Subclasses should use this method to run command in a subprocess and check that it executed correctly, rather than using subprocess directly, to keep accurate debug logs.
-
check_output
(cmd)¶ Subclass subprocess.check_output() wrapper.
Subclasses should use this method to run command in a subprocess and check that it executed correctly, rather than using subprocess directly, to keep accurate debug logs.
-
classmethod
create
(cfg, args)¶ Create an instance from command-line arguments.
cfg
: RunnerConfig instance (pass to superclass __init__)args
: runner-specific argument namespace parsed from execution environment, as specified byadd_parser()
.
-
classmethod
do_add_parser
(parser)¶ Hook for adding runner-specific options.
-
do_run
(command, **kwargs)¶ Concrete runner; run() delegates to this. Implement in subclasses.
In case of an unsupported command, raise a ValueError.
-
classmethod
get_flash_address
(args, build_conf, default=0)¶ Helper method for extracting a flash address.

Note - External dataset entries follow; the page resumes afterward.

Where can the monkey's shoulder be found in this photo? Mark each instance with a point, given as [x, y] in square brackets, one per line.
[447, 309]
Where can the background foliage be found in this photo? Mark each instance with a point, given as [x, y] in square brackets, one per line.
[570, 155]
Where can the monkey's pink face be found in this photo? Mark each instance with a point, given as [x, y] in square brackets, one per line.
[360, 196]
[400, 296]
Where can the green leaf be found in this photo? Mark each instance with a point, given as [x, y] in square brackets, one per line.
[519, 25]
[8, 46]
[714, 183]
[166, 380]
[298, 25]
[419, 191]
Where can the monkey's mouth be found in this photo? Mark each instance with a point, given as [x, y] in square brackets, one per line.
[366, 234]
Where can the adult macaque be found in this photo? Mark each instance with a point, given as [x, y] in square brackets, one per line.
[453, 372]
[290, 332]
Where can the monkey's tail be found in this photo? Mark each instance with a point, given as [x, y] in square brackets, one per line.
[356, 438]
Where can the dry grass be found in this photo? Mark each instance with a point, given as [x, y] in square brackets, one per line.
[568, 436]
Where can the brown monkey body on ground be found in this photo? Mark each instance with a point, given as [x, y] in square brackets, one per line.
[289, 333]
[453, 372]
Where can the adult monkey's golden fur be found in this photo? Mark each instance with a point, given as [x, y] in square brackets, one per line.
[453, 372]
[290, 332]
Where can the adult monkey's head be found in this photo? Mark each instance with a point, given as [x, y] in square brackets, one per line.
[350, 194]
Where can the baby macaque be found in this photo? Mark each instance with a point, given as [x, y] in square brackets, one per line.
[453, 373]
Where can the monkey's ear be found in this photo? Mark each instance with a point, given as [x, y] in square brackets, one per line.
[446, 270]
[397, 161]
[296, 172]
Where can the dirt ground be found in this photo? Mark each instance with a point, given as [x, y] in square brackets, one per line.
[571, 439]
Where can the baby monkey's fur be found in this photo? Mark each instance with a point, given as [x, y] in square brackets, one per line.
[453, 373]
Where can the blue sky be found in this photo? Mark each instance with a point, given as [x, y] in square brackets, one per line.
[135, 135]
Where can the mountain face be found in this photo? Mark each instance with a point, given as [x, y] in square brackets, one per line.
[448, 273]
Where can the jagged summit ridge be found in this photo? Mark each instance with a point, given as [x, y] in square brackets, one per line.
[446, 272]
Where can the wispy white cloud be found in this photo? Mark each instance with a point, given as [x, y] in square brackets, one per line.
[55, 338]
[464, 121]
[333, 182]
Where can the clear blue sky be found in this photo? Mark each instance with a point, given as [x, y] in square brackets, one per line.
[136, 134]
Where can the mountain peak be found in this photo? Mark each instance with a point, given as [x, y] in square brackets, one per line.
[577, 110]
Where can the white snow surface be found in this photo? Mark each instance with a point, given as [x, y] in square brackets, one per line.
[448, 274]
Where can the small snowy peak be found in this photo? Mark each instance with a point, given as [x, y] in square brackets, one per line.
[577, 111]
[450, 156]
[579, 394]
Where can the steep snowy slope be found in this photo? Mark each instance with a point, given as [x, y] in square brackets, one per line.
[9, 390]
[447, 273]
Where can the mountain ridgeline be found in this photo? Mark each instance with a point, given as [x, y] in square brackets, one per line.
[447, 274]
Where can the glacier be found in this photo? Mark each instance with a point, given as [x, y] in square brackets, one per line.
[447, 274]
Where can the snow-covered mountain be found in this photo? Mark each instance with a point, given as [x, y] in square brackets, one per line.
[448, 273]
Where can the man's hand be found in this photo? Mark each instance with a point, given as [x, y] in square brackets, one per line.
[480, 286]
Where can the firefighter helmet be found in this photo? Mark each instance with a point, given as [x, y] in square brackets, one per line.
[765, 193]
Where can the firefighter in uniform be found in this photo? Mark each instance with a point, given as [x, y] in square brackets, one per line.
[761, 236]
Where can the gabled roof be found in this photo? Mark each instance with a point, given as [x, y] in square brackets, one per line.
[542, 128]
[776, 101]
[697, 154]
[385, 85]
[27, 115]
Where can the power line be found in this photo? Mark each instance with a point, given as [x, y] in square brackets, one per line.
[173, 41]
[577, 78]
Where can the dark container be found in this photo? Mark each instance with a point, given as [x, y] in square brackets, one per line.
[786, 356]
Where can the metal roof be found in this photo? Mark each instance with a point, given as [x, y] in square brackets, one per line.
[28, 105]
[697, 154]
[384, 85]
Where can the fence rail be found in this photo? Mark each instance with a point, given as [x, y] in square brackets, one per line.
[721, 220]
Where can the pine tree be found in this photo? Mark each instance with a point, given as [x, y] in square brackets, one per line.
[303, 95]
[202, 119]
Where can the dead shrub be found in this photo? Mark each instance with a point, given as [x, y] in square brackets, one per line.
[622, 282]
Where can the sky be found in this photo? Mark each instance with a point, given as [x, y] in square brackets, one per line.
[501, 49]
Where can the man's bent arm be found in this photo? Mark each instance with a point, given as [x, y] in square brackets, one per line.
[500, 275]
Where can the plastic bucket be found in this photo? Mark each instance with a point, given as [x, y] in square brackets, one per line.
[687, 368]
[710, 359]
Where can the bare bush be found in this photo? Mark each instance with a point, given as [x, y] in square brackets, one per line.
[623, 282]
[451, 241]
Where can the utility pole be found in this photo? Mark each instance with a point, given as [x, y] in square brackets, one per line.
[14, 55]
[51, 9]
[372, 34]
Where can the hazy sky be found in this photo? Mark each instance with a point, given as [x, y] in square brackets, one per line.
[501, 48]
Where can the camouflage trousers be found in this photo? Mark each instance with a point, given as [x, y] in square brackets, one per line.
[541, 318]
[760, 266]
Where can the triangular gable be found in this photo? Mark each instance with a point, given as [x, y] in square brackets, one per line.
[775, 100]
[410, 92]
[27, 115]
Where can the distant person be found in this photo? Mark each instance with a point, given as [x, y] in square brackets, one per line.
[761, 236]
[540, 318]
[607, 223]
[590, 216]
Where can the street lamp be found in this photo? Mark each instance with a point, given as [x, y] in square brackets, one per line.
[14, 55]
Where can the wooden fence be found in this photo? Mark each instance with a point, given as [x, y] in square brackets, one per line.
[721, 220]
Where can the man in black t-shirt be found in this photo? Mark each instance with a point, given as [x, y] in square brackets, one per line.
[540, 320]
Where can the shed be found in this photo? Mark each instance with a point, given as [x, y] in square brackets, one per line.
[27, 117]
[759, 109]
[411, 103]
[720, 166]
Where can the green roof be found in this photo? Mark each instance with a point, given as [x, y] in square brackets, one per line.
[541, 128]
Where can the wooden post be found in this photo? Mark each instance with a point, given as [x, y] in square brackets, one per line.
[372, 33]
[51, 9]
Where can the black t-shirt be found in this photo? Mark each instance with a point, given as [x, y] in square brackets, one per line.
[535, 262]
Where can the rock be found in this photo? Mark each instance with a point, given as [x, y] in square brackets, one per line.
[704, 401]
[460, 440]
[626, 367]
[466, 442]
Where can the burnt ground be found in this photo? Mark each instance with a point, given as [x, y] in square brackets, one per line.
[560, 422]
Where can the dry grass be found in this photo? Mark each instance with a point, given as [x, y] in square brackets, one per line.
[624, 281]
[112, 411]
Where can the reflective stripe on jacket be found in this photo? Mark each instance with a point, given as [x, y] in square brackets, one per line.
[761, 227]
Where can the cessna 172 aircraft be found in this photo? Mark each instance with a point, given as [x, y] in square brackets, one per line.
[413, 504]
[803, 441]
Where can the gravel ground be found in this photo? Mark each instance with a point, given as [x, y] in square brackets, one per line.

If args.dt_flash is true, get the address from the BoardConfiguration, build_conf. (If CONFIG_HAS_FLASH_LOAD_OFFSET is n in that configuration, it returns CONFIG_FLASH_BASE_ADDRESS. Otherwise, it returns CONFIG_FLASH_BASE_ADDRESS + CONFIG_FLASH_LOAD_OFFSET.)
Otherwise (when args.dt_flash is False), the default value is returned.
-
static
get_runners
()¶ Get a list of all currently defined runner classes.
-
classmethod
name
()¶ Return this runner’s user-visible name.
When choosing a name, pick something short and lowercase, based on the name of the tool (like openocd, jlink, etc.) or the target architecture/board (like xtensa, em-starterkit, etc.).
-
popen_ignore_int
(cmd)¶ Spawn a child command, ensuring it ignores SIGINT.
The returned subprocess.Popen object must be manually terminated.
-
run
(command, **kwargs)¶ Runs command (‘flash’, ‘debug’, ‘debugserver’, ‘attach’).
This is the main entry point to this runner.
-
run_server_and_client
(server, client)¶ Run a server that ignores SIGINT, and a client that handles it.
This routine portably:
- creates a Popen object for the
server
command which ignores SIGINT - runs
client
in a subprocess while temporarily ignoring SIGINT - cleans up the server after the client exits.
It’s useful to e.g. open a GDB server and client.